Critérios para encaminhamento a uma unidade especializada
- Encefalopatia ou pressão intracraniana elevada (PIC). Sinais de edema do SNC incluem PA >160/90 mm Hg (sustentado) ou aumentos breves (sistólico >200 mm Hg), bradicardia, postura descerebrateada, espasmos extensores e más respostas das pupilas. O monitoramento de ICP pode ajudar.
- INR >2.0 em ou antes de 48 horas ou >3.5 em ou antes de 72 horas (assim medir INR a cada 12 horas). A elevação do pico ocorre em torno de 72-96 horas. Os LFTs não são bons marcadores de morte hepática.
- Impotência renal (creatinina >200 μmol/L). Monitorar o fluxo urinário e U&E diário e creatinina sérica (usar hemodiálise se >400 μmol/L).
- Sangue pH <7.3 (acidose láctica resulta em hipoxia tecidual).
- Pressão sistólica <80 mm Hg apesar da reanimação adequada do líquido.
- Hipoglicemia.
- Acidose Metabólica (pH <7,3 ou bicarbonato <18 mmol/L).
Critérios do Hospital Universitário de King para transplante hepático em insuficiência hepática aguda induzida por paracetamol
Os critérios originais, datados de 1989, foram os seguintes:
Lista para transplante if:
- pH arterial <7.3 ou lactato arterial >3,0 mmol/L após adequada ressuscitação fluida; OU
- Se todos os três seguintes ocorrerem em um período de 24 horas:
- Creatinina >300 μmol/L.
- PT >100 segundos (INR >6.5).
- Encefalopatia de Grau III/IV.
Considerar fortemente o transplante se:
- Lactato arterial >3.5 mmol/L após ressuscitação com fluido precoce.

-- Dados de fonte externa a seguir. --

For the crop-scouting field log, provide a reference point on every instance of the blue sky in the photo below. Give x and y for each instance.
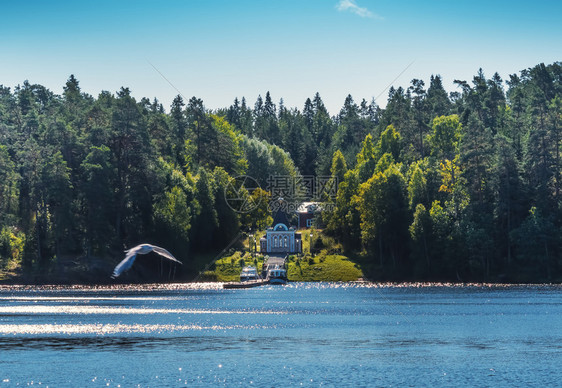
(219, 50)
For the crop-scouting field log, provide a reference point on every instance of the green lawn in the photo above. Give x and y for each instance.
(320, 268)
(323, 268)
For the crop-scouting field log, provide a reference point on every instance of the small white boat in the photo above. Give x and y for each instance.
(249, 274)
(277, 275)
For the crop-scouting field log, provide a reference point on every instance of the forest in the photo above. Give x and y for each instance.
(435, 186)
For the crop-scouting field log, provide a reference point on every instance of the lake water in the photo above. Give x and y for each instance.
(299, 334)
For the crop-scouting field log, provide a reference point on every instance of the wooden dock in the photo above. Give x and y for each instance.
(248, 284)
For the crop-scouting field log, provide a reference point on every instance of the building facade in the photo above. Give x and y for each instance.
(281, 237)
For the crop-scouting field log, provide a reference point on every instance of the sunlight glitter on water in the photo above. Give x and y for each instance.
(88, 310)
(103, 329)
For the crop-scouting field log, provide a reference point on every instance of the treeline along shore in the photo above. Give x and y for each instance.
(462, 186)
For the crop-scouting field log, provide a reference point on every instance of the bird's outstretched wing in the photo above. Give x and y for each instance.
(165, 253)
(126, 263)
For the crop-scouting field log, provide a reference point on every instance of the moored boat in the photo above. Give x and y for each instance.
(248, 274)
(277, 275)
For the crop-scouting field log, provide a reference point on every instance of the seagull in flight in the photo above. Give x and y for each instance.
(141, 249)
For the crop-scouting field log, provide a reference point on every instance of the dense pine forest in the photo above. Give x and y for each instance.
(461, 186)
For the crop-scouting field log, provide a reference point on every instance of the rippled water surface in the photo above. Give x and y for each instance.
(300, 334)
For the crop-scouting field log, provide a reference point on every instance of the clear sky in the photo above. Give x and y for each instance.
(219, 50)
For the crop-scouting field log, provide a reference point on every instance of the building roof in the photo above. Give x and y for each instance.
(280, 217)
(308, 207)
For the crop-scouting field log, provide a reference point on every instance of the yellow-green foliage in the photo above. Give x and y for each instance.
(228, 268)
(323, 267)
(11, 249)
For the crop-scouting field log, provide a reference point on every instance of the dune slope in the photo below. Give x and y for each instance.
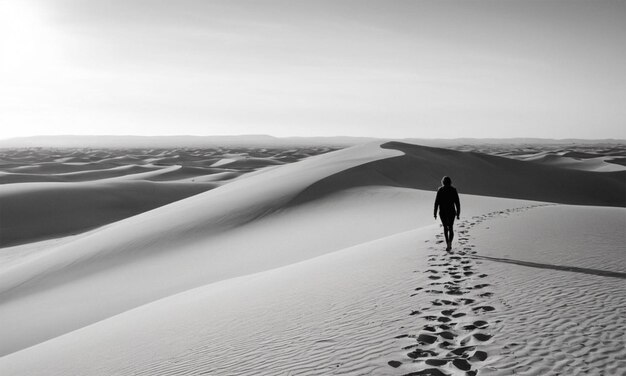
(422, 167)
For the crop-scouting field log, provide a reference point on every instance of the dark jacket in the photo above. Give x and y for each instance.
(447, 201)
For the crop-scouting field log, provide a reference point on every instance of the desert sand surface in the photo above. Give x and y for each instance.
(327, 262)
(52, 192)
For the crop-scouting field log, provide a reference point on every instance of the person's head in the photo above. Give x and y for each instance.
(446, 181)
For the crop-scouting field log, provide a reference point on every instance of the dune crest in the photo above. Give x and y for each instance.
(421, 167)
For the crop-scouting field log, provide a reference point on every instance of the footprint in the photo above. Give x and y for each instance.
(436, 362)
(429, 372)
(418, 353)
(482, 337)
(484, 308)
(426, 339)
(462, 364)
(479, 356)
(446, 335)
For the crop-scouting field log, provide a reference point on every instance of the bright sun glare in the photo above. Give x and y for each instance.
(26, 41)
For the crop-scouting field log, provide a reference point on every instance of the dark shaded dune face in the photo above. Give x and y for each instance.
(480, 174)
(68, 191)
(62, 210)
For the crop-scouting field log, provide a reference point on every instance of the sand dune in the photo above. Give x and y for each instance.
(67, 191)
(332, 265)
(421, 167)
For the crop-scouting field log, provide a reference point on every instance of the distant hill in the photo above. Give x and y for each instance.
(109, 141)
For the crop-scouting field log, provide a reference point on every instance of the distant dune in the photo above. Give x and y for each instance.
(324, 262)
(421, 167)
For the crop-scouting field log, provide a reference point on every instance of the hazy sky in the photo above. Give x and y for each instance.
(297, 68)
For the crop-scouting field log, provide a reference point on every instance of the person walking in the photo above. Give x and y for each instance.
(447, 201)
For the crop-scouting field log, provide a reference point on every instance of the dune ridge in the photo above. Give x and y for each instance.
(287, 243)
(421, 167)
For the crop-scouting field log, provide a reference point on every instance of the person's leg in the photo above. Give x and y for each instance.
(451, 230)
(451, 233)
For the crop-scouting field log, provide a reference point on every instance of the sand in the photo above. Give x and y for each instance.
(334, 265)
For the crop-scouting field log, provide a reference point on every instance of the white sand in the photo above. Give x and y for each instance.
(241, 280)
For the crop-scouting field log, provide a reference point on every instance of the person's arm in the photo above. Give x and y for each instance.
(457, 203)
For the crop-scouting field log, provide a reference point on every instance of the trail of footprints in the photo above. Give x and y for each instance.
(459, 313)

Mais recentemente, um modelo dinâmico de previsão online foi disponibilizado, baseado em dados prospectivos incluindo análise de mais de 20 variáveis diárias avaliadas sequencialmente por três dias após a admissão na UTI.
Prognóstico
A mortalidade por insuficiência hepática grave é <5% com bons cuidados de suporte.

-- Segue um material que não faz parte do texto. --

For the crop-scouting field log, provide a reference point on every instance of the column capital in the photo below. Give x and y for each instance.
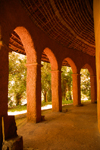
(56, 71)
(93, 76)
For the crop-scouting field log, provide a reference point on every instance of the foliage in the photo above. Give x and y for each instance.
(17, 78)
(85, 84)
(46, 81)
(66, 83)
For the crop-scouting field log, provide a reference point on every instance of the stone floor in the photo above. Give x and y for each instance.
(75, 128)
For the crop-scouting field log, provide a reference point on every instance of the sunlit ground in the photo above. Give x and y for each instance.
(25, 111)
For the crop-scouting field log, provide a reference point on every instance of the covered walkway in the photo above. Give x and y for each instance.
(71, 129)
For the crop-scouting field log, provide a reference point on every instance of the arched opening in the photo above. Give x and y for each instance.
(88, 83)
(21, 42)
(85, 85)
(68, 69)
(66, 84)
(53, 76)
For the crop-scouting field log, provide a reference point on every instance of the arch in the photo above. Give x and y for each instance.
(92, 82)
(52, 58)
(27, 43)
(87, 66)
(72, 64)
(55, 81)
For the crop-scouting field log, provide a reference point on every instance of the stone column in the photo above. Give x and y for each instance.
(56, 90)
(96, 16)
(4, 74)
(93, 89)
(33, 92)
(76, 89)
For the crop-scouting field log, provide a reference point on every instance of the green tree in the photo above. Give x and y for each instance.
(46, 81)
(85, 84)
(17, 78)
(66, 82)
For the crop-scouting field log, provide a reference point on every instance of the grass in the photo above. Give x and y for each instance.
(24, 107)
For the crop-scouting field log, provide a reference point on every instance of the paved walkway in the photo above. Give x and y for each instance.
(75, 128)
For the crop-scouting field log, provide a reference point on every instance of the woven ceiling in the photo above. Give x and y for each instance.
(68, 22)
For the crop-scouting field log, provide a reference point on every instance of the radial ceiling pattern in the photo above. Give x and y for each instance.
(68, 22)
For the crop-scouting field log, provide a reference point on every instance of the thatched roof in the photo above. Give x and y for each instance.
(69, 22)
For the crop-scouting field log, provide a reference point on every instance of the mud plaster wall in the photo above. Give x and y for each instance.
(13, 15)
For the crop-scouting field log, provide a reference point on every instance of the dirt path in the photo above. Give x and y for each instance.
(74, 129)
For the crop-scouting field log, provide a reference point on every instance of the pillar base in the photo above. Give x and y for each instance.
(13, 144)
(79, 105)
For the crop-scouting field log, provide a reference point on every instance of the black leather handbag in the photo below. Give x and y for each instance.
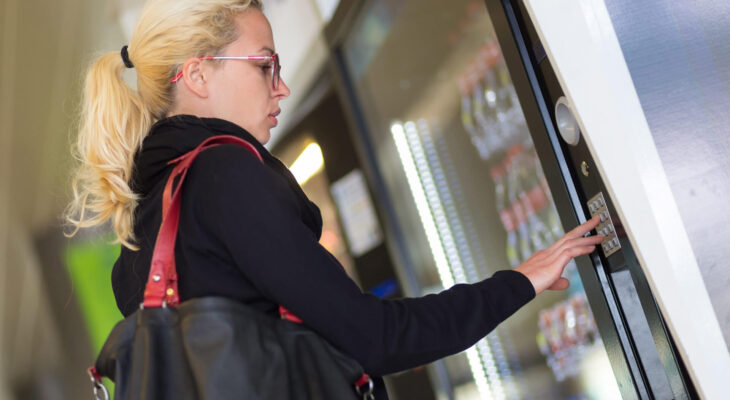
(213, 347)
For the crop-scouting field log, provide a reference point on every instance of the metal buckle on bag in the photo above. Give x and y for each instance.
(100, 391)
(164, 304)
(368, 393)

Embora o transplante hepático tenha apenas uma aplicação limitada, os pacientes devem ser identificados o mais cedo possível, de preferência no segundo dia. Dados atuais indicam um mau prognóstico se:
- Um pH arterial <7,30 (concentração de íons hidrogênio >50 nmol/L) no ou após o segundo dia após uma overdose (encontrada em ~70% dos casos com mau prognóstico).
- Uma combinação de um tempo de protrombina superior a 100 segundos (INR >6.5), creatinina plasmática >300 μmol/L e encefalopatia hepática de grau 3 ou 4 (apenas 17% de sobrevida).
- Um aumento no tempo de protrombina entre o terceiro e o quarto dia após uma overdose.
O transplante hepático está provavelmente contra-indicado em pacientes com hipotensão grave, edema cerebral grave e infecção grave.